Pria tadi berdecak sebal. Dia duduk di kursinya. Melirik ke arah Adam yang ditarik paksa oleh Lauren menuju keluar kafe.
"Ngapain sih di sini? Urusan kantormu sudah selesai?" tanya Lauren. Adam mengangguk saja.
Dia menatap wajah Lauren yang cemas, lalu berubah jengkel saat Adam malah melangkah masuk ke dalam kafe tersebut.
Lauren menariknya lagi. "Eh, mau ke mana? Balik sana, aku gak mau ya kamu bisa cari kesempatan di sini."
"Siapa yang cari kesempatan? Aku mau makan."
Lauren menjatuhkan rahangnya karena dicueki oleh Adam.
Pria itu tersenyum geli. "Skor 1-0," kata Adam membuat Lauren berdecak sebal.
***
Adam melepas dasinya. Melirik ke arah Lauren yang tengah berjalan memasuki area walk in closet.
Mencari kaos yang ingin dia kenakan. "Mending kamu gak usah kerja di sana."
Lauren menutup lemarinya dan menenteng kaos serta celana training di tangannya. "Kenapa? Kakak pikir aku takut kejadian serupa terulang lagi? Gak, sama sekali."
Adam mendesah sebal. Istrinya ini memang keras kepala, jutek dan yang paling menyebalkan dari sikapnya adalah penggoda ulung.
"Bisa gak sih kamu nurut sekali aja sama omongan suamimu?" tanya Adam sambil berkacak pinggang memandangi Lauren yang tengah melepas ikatan rambutnya.
"Gak. Males."
'Tuhkan!' batin Adam. Dia sudah bisa menebak ke mana jawaban Lauren jika dia meminta sesuatu.
Gadis ini benar-benar jadi ujian Adam. "Lauren, mending kalau mereka yang tadi gak pernah ke kafe itu lagi, ta--"
"Kak! Please, aku udah besar. Aku udah biasa hidup sendiri lebih dari 10 tahun. Kamu tahu itu!" sergah Lauren kesal.
Dia melangkah ke dekat Adam. Membawa baju dan celananya dalam dekapan. Gadis itu mendongak.

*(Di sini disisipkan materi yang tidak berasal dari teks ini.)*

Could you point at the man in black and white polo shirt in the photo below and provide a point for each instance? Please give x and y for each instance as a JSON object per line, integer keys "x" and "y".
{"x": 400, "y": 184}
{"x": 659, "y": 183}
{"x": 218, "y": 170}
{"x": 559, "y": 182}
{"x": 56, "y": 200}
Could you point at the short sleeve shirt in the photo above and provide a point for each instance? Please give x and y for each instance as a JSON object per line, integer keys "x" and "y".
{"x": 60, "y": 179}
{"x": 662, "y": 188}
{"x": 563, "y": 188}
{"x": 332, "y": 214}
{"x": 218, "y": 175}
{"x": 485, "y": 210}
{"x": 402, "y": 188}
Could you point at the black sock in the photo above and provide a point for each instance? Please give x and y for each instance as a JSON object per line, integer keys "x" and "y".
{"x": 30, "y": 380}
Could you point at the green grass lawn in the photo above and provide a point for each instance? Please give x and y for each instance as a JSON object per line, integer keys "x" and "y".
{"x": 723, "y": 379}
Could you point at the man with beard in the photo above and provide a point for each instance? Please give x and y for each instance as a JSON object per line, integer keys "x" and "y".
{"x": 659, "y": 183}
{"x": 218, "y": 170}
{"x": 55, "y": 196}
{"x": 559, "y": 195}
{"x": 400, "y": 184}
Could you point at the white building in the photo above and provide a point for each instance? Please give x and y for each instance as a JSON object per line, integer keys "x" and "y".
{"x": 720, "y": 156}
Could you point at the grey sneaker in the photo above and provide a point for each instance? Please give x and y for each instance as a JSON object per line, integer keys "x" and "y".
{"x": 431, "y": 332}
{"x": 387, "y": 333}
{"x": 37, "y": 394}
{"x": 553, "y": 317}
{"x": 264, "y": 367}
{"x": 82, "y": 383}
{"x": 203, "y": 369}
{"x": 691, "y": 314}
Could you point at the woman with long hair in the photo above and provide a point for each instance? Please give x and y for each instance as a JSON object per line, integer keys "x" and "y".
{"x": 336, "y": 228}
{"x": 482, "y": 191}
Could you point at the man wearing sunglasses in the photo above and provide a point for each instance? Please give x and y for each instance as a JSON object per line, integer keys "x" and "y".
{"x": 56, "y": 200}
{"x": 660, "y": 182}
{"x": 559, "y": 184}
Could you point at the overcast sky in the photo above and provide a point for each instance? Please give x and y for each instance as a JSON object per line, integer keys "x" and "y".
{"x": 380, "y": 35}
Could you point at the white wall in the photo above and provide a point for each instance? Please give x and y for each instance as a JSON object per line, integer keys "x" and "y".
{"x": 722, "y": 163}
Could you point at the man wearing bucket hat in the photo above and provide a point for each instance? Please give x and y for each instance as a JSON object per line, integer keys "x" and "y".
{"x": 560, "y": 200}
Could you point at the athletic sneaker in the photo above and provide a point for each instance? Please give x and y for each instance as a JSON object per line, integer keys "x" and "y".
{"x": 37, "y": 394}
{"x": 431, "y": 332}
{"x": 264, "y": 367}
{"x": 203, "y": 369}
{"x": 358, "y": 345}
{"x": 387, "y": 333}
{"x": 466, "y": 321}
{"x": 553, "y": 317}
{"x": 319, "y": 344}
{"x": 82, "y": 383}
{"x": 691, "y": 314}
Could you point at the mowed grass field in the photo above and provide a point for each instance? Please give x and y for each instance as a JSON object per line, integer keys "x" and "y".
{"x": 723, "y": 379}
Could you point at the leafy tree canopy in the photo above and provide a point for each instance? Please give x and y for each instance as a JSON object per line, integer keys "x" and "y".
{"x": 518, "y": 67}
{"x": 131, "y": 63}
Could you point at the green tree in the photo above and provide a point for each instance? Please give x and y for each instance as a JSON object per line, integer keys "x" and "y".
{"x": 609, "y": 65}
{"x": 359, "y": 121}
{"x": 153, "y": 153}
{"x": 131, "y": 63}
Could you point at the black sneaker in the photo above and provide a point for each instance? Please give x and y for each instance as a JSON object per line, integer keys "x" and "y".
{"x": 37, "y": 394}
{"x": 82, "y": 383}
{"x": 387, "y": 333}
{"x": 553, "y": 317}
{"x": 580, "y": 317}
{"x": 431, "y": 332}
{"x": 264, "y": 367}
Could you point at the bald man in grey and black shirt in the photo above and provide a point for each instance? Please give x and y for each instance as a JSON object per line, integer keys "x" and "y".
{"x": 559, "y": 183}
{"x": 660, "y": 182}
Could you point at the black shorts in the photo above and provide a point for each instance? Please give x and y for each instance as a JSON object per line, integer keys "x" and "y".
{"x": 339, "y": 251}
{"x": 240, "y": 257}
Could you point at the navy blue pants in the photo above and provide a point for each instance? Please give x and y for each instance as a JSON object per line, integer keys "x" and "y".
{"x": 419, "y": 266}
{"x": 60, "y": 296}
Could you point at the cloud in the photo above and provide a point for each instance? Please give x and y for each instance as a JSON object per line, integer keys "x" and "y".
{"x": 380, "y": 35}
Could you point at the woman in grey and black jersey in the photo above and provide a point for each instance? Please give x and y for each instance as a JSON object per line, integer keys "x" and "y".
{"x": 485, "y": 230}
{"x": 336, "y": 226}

Menatap manik mata Adam yang menyorot tajam ke arah Lauren.
"Aku suami kamu, Lauren. Wajar aku marah kamu digoda begitu!"
Lauren tiba-tiba mengangkat jemarinya. Menunjuk ke arah dada Adam. Rahangnya mengetat, bibir gadis itu bergetar menahan emosinya.
"Dengar! Aku gak mau bergantung terus sama kamu!" katanya bernada dingin.
Adam merasakan udara di sekitarnya menipis. Dia menatap Lauren lembut. Berharap bisa melunakkan hati gadis itu.
Kedua tangan Adam terangkat menyentuh bahu Lauren. "Wajar kamu bergantung padaku, Lauren. Wajar, karena kamu memang tanggung jawabku."
Lauren menyentak tangan Adam. "Siapa yang mengakui kamu suamiku?" tanya gadis itu dengan muka pongahnya.